Fazer 51 anos é entrar numa espécie de "Ano 1": depois dos festejos do meio século, do inevitável balanço, do cómico assinalar do meio-da-vida (eu acho mesmo que vou durar até aos 100 e às vezes isso cansa-me muito), este ano cheira a recomeço.
É difícil, mas mesmo possível, mudarmos comportamentos recorrentes, alterarmos reações costumeiras, desviarmo-nos do impulso automático. E fazermos por segurar as rédeas da nossa história, depois de lhe tomarmos o pulso. Caímos, muitas vezes, mas a coisa vai lá.
Hoje trago aqui três livros, em vez de um ou de um par, como de costume. Perdoem-me o excesso, mas, por vezes, mais é mesmo melhor. E estes três livros são tão bonitos, tão bons, tão importantes e combinam tão bem, que compor hoje um trio foi irresistível.
Gosto particularmente de incluir neste grupo de exímia qualidade nas ilustrações, Pirilampo, do nosso mago Gonçalo Viana. O contraste da sua linguagem, paleta e composição com os outros dois livros é como o metal, num trio de jazz. Os outros dois são piano e contrabaixo.
Gosto de incluir um livro pouco falado da editora Bruaá, a nossa pequena e resistente editora, que faz coisas novíssimas e reinventa coisas antigas. Este Martim Miguel Benjamim Gentil é um destes últimos, resgatado aos anos 80 da minha infância.
E porque sou fã incondicional da Raquel Catalina e é sempre bonito homenagear a maioridade, o terceiro livro desta trilogia é o vencedor do ano passado do 18º Prémio Internacional Compostela, organizado pela Kalandraka. Chama-se Grande e pequena e lembra-me o futuro.
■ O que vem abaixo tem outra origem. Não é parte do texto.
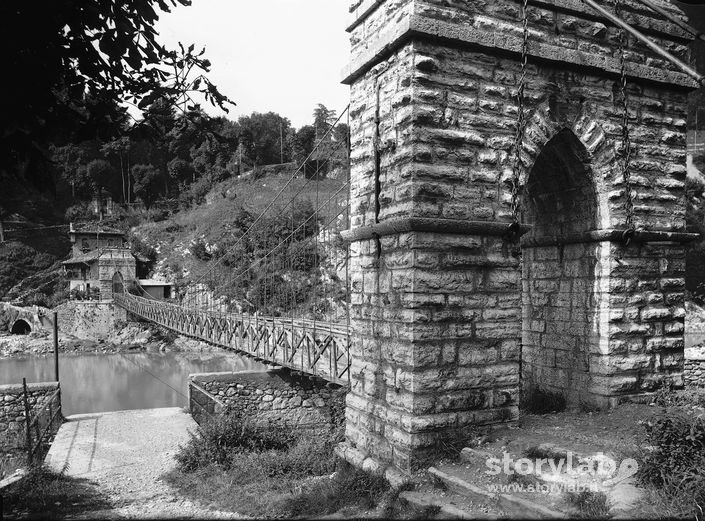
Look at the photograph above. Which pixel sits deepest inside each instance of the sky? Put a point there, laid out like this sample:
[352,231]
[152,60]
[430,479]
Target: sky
[284,56]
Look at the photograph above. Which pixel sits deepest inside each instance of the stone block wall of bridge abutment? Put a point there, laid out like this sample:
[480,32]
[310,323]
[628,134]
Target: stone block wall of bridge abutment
[451,321]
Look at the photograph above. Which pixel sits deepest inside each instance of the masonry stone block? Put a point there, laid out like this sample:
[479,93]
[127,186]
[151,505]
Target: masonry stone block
[444,307]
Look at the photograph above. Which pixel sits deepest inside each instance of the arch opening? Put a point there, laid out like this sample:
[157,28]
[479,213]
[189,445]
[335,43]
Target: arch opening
[559,200]
[118,283]
[21,327]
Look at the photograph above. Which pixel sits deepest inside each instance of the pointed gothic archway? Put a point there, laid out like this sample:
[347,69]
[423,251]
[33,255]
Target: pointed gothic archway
[559,271]
[118,283]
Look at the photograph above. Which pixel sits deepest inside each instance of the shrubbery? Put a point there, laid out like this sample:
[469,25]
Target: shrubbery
[674,458]
[218,440]
[277,472]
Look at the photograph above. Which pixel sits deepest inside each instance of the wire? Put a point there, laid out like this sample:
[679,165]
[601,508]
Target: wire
[281,191]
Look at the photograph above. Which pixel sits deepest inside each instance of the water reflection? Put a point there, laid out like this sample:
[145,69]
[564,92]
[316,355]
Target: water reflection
[115,382]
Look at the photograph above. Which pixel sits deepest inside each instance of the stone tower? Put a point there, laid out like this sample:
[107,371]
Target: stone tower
[452,320]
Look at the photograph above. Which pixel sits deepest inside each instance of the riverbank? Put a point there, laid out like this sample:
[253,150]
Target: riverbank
[127,337]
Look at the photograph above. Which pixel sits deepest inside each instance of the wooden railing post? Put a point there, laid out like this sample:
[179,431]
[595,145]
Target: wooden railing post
[56,346]
[28,431]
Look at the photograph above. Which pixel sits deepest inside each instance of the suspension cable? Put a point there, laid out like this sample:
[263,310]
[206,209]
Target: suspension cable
[626,147]
[513,232]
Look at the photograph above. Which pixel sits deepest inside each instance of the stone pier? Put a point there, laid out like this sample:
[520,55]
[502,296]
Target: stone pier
[453,321]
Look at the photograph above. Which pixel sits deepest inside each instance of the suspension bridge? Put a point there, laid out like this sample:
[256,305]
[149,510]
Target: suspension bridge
[280,291]
[516,214]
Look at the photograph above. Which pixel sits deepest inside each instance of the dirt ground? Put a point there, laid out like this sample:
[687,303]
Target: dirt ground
[124,454]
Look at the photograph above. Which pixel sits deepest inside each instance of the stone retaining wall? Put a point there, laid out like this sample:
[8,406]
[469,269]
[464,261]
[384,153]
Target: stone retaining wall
[12,418]
[274,396]
[694,366]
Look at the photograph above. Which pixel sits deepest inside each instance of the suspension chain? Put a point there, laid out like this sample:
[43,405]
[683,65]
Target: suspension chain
[626,149]
[514,228]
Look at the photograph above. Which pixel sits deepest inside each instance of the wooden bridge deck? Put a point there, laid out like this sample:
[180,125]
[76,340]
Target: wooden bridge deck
[312,347]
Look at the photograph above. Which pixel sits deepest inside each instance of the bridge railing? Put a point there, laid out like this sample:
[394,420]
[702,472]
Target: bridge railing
[312,347]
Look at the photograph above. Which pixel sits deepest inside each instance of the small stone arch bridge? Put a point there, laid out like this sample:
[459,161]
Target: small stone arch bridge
[451,322]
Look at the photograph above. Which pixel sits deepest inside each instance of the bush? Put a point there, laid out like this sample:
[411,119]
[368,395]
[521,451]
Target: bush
[591,505]
[199,250]
[218,439]
[45,494]
[349,486]
[675,456]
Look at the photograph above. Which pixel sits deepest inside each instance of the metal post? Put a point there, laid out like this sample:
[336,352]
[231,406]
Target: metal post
[643,39]
[56,346]
[28,433]
[673,18]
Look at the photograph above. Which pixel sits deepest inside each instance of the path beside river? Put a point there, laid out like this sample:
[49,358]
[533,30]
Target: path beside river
[124,454]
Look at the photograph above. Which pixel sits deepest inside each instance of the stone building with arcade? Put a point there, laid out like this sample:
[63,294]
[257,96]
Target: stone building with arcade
[100,257]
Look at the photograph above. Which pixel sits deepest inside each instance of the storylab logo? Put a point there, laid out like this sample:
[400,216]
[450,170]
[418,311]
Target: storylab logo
[599,467]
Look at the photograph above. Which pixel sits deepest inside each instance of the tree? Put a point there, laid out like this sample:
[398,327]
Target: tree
[146,183]
[74,64]
[120,148]
[302,145]
[262,138]
[102,176]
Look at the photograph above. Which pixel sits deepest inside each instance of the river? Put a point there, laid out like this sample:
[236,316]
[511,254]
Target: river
[114,382]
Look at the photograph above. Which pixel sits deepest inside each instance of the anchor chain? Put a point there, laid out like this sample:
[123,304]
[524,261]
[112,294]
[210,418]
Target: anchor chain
[625,149]
[514,229]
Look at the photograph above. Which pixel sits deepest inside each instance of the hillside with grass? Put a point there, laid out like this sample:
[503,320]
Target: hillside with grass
[188,242]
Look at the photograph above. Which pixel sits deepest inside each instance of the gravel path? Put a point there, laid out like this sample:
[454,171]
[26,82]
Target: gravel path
[124,454]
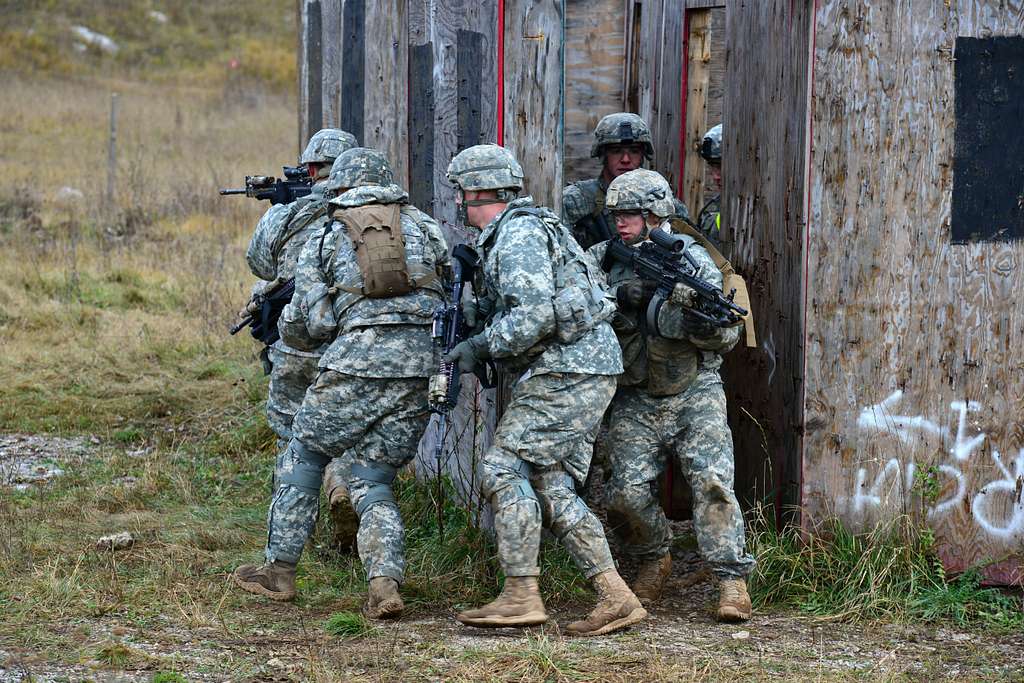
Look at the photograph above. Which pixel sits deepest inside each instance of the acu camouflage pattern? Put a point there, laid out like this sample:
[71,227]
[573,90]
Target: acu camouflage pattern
[691,427]
[357,167]
[671,403]
[377,338]
[583,202]
[517,284]
[273,253]
[550,424]
[380,421]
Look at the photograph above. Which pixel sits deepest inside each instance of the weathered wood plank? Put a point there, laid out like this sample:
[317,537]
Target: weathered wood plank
[385,114]
[698,49]
[763,231]
[353,69]
[913,365]
[534,94]
[332,49]
[595,43]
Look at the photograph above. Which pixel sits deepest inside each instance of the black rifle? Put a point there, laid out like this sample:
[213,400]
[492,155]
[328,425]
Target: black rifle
[296,183]
[665,260]
[449,330]
[263,310]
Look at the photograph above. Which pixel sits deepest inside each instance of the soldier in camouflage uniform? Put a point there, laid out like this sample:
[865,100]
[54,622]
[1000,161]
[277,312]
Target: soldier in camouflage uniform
[710,218]
[544,307]
[670,402]
[623,141]
[272,253]
[371,395]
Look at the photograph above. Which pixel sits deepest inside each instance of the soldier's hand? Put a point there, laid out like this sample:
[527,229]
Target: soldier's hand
[468,353]
[635,294]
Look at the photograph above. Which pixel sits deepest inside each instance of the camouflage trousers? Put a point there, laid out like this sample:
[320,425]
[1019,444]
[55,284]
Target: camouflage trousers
[690,426]
[380,421]
[542,451]
[291,375]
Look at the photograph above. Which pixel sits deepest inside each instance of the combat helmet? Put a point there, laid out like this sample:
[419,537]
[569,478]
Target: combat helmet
[485,167]
[711,145]
[326,145]
[643,190]
[622,128]
[358,167]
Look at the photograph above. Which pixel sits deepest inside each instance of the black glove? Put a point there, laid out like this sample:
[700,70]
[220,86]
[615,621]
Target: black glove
[468,353]
[635,294]
[694,327]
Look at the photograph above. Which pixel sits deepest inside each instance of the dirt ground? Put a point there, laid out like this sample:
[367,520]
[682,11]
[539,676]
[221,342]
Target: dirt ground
[264,641]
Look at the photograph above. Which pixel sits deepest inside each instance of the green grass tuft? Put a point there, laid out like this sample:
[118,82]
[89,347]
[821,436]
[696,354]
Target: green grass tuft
[347,625]
[890,573]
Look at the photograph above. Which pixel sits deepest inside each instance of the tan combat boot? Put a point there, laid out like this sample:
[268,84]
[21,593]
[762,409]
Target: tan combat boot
[616,607]
[383,600]
[273,580]
[519,604]
[733,601]
[344,521]
[650,580]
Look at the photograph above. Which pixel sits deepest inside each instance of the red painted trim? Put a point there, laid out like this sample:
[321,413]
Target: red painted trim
[501,72]
[682,107]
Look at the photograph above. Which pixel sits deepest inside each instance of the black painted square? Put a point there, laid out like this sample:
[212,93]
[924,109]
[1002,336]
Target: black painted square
[988,158]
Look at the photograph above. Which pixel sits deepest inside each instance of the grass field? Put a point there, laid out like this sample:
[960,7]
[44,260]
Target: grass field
[116,359]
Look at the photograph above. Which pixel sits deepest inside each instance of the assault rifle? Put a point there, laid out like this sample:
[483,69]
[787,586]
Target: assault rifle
[450,329]
[665,260]
[263,310]
[296,183]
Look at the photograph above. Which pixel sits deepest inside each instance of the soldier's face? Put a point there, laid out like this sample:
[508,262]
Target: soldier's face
[629,225]
[621,159]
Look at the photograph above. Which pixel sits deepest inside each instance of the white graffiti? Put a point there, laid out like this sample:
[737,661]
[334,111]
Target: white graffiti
[910,429]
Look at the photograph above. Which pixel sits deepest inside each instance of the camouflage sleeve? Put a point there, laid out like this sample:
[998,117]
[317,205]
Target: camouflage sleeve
[574,205]
[438,245]
[261,254]
[525,284]
[671,315]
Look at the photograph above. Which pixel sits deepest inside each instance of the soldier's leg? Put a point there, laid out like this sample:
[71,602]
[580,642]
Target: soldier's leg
[388,445]
[636,459]
[291,375]
[706,454]
[704,445]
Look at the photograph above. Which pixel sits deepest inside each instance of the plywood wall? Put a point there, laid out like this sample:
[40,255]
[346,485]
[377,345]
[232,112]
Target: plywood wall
[763,225]
[914,372]
[595,57]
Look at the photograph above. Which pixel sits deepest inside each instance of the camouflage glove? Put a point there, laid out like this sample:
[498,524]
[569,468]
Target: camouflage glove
[635,294]
[469,353]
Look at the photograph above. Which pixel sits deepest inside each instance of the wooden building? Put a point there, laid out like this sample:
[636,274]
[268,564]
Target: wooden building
[873,199]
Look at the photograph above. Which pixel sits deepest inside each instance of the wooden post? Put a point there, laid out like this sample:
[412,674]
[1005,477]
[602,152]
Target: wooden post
[310,70]
[112,153]
[534,115]
[697,78]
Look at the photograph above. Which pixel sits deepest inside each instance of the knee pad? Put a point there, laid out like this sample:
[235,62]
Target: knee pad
[378,477]
[307,469]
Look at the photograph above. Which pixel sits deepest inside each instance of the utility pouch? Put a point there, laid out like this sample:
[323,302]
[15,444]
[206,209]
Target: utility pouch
[380,249]
[730,279]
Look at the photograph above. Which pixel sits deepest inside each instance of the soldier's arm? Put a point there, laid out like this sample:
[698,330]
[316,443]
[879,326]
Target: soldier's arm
[670,318]
[261,253]
[526,287]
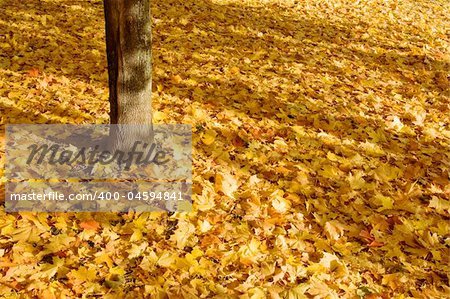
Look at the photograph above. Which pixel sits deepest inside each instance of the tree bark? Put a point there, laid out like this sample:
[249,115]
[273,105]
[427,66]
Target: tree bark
[128,47]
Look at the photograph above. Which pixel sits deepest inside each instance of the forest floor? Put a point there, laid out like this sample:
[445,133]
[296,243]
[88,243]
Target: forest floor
[321,150]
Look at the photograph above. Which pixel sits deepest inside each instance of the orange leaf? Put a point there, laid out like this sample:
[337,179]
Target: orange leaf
[33,72]
[90,225]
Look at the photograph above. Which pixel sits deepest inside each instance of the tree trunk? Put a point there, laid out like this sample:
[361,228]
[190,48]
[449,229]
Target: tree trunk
[128,47]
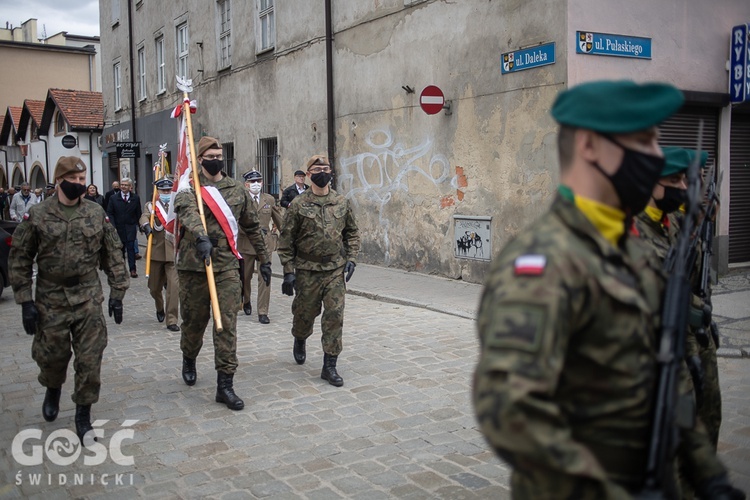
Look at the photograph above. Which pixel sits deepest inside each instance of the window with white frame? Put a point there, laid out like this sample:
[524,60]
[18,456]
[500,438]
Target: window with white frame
[225,33]
[141,73]
[182,51]
[118,101]
[160,76]
[267,29]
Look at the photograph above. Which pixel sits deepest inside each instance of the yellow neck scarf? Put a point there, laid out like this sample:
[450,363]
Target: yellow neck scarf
[609,221]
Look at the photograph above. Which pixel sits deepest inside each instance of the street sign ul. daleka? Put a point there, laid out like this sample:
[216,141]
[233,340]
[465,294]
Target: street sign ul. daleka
[605,44]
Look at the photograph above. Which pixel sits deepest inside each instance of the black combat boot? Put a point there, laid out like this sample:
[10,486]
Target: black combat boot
[188,371]
[329,371]
[83,421]
[299,351]
[225,391]
[51,404]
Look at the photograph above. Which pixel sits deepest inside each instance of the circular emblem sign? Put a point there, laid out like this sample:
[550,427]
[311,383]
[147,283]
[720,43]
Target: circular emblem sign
[69,141]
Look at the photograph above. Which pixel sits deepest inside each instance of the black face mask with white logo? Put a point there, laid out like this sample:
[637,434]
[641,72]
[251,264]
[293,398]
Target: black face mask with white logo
[72,190]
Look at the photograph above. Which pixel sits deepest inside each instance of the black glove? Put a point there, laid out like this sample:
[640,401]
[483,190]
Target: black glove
[115,307]
[30,316]
[719,488]
[287,287]
[698,375]
[265,272]
[204,248]
[349,270]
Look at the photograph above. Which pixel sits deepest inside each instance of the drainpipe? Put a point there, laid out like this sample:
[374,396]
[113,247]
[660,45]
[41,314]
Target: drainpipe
[329,90]
[46,158]
[134,173]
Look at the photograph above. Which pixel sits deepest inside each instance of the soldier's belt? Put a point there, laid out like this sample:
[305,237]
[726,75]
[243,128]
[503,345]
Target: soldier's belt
[69,281]
[320,259]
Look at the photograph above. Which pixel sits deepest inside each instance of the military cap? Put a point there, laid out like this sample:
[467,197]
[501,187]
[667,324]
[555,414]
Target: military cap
[317,160]
[678,160]
[252,175]
[67,165]
[207,143]
[164,183]
[616,107]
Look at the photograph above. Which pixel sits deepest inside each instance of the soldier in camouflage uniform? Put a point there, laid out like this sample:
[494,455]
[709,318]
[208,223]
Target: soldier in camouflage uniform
[658,226]
[70,239]
[162,273]
[267,209]
[319,243]
[568,320]
[198,246]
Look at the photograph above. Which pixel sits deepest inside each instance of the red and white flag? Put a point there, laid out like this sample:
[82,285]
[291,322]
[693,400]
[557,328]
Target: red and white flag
[183,171]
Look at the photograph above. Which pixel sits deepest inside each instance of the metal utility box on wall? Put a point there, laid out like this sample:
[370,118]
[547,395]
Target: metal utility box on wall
[472,237]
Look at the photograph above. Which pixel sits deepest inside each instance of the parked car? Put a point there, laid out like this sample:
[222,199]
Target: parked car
[6,231]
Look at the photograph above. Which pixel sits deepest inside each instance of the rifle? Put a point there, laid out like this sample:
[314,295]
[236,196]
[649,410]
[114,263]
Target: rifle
[659,474]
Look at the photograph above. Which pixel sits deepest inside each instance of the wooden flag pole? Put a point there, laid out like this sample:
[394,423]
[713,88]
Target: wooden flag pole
[199,197]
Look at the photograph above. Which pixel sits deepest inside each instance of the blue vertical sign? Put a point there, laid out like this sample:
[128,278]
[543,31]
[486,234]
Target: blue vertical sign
[739,65]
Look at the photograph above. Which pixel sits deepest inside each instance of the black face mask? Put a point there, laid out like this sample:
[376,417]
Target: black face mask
[321,179]
[634,181]
[673,198]
[213,167]
[72,190]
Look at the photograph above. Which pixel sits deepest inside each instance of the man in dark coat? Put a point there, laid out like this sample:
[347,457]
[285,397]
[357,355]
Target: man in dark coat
[124,211]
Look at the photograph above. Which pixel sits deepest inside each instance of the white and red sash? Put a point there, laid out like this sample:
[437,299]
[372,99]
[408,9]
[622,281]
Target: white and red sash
[163,216]
[218,206]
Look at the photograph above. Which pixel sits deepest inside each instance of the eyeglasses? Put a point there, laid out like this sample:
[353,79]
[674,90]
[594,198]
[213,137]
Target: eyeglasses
[317,170]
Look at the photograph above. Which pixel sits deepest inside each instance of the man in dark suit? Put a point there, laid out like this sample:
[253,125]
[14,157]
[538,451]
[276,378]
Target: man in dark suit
[124,211]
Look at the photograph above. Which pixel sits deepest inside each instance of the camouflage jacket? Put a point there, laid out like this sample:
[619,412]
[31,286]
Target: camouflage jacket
[319,233]
[565,383]
[68,254]
[241,205]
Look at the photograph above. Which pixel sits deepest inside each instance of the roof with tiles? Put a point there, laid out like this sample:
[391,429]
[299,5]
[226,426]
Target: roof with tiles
[83,110]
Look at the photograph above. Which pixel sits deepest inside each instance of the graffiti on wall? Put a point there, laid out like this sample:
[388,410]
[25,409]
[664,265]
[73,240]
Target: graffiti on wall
[383,171]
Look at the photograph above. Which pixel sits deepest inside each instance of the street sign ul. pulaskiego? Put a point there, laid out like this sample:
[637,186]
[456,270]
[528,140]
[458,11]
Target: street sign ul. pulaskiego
[739,64]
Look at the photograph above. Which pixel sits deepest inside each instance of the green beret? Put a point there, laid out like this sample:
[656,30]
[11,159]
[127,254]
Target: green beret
[616,107]
[678,160]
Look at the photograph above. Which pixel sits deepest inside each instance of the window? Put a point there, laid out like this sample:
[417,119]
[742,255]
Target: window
[225,33]
[115,12]
[229,161]
[268,165]
[160,77]
[182,51]
[267,25]
[141,74]
[60,124]
[118,102]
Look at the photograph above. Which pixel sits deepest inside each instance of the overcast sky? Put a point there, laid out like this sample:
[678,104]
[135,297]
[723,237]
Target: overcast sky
[77,17]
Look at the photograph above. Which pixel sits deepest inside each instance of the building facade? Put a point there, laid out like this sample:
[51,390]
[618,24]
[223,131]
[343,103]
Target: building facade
[276,82]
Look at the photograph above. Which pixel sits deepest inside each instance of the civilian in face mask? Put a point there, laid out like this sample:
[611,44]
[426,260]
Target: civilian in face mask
[162,273]
[21,202]
[318,248]
[268,211]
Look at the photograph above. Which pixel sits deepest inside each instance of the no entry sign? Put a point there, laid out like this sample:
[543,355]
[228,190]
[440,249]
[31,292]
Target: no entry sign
[431,100]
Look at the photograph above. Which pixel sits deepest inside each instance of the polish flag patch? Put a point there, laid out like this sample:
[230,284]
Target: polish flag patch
[530,265]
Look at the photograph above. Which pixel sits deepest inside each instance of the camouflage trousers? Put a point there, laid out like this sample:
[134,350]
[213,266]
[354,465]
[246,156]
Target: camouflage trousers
[81,327]
[264,291]
[163,274]
[709,410]
[313,289]
[195,310]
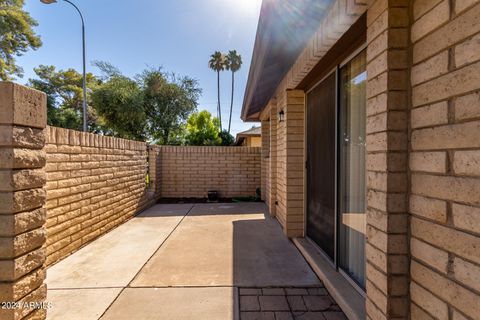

Poderia chamar a este trio Memória&Imaginação, mas já dei esse título a um outro postal. Por isso, para este balanço anual, optei por atribuir um instrumento a cada um destes livros, qual compositora.
Possa eu ser esta menina-mulher de óculos vermelhos, esta Dona Ju e esta Natália, grande e pequena, nova e velha, caseira e artista. Possa a imaginação valer-me, quando me falhar a memória. Possa ter uma criança por perto, quando precisar de me lembrar. Possa ser "uma vozinha feminina" que guie, proteja, inspire alguém.
À minha volta tenho grandes exemplos de como se envelhece com sabedoria. Só se estiver muito distraída é que não aprenderei bem com eles.
Em Pirilampo, numa espécie de livro-caleidoscópio, mergulhamos na história da vida de alguém que viveu com a intensidade das cores que inundam o livro. Esta mulher guardou a imaginação num frasco (eu guardo num as memórias e procuro dar asas à imaginação) e com um grão esquecido de fora do frasco desenhou a sua vida, até se começar a esquecer dela.
Martim Miguel Benjamim Gentil é uma criança feliz, porque faz feliz os outros e faz perguntas também. Com quatro nomes, a sua melhor amiga do lar vizinho que visita é, claro, a senhora que, como ele, quatro nomes tem. Tem muitos nomes e pouca memória, de modo que, depois de inquirir meio mundo sobre o que é tal coisa, Martim resgata a memória da Dona Ju, através da sua — dele e dela — imaginação.
Natália viveu uma vida plena, depois de se mudar do campo para a cidade. Mas há um momento na vida em que o campo parece rimar melhor com certos corpos, com certos ritmos, com certas escalas, com certas ambições, talvez. De modo que, na mesma medida em que a cidade cresceu, Natália encolheu. De regresso à casa da sua infância, no bosque, Natália descobre-se a diminuir cada vez mais. Até à invisibilidade, até ao esquecimento. Até que se perpetua pelas mãos de um desconhecido, de um protegido, de um renascido, de um estranho (mas merecedor) herdeiro.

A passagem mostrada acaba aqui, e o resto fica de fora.